Es Wird Immer Noch Stehlen Genannt
Die kürzliche Verhaftung von Kim Dotcom, CEO der Webseite Megaupload, wegen Urheberrechtsverstößen erinnert uns daran, dass Stehlen immer noch Stehlen ist... selbst wenn es mit harmlosen Begriffen wie "Dateifreigabe" beschrieben wird. Die Seite wurde, "...hauptsächlich für den Handel mit unautorisierten Inhalten einschließlich Musik, Filmen und anderen urheberrechtlich geschützten Werken" genutzt, so Josua Friedlauder, Vizepräsident der Recording Industry of America.

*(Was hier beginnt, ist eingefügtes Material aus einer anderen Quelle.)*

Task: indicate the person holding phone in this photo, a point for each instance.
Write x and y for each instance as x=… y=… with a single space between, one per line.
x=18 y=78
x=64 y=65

Megaupload stellte ein Online-Liefersystem für piratierte (also gestohlene) Filme und Musik bereit und ermöglichte es den Nutzern gegen eine Abonnementgebühr, unter dem Deckmantel der Dateifreigabe darauf zuzugreifen. Das Unternehmen versprach sogar, 10.000:00 $ an jeden zu zahlen, der für sie einen Film piratieren konnte, der auf ihrer Webseite 5 Millionen Aufrufe erhalten würde.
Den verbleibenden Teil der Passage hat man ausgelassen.